I have a string like this:
<foo><bar><k2><v1>aaa<b>bbb</b>ccc</v1></k2></bar><foo>
I would like to strip the first 3 opening and the last 3 closing tags from the string. I do not know the tag names in advance.
I can strip the first 3 strings with re.sub(r'<[^<>]+>', '', in_str, 3))
. How do I strip the closing tags? What should remain is:
<v1>aaa<b>bbb</b>ccc</v1>
I know I could maybe 'do it right', but I actually do not wish to do xml nor html parsing for my purpose, which is to aid myself visualizing the xml representation of some classes.

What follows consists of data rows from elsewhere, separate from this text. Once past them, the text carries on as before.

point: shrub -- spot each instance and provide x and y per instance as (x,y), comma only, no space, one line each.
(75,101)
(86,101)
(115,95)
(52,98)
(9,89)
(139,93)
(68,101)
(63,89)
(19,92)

Instead, I realized that this problem is interesting. It seems I cannot simply search backwards with regex, ie. right to left. because that seems unsupported:
If you mean, find the right-most match of several (similar to the rfind method of a string) then no, it is not directly supported. You could use re.findall() and chose the last match but if the matches can overlap this may not give the correct result.
But .rstrip
is not good with words, and won't do patterns either.
I looked at Strip HTML from strings in Python but I only wish to strip up to 3 tags.
What approach could be used here? Should I reverse the string (ugly in itself and due to the '<>'s). Do tokenization (why not parse, then?)? Or create static closing tags based on the left-to-right match?
Which strategy to follow to strip the patterns from the end of the string?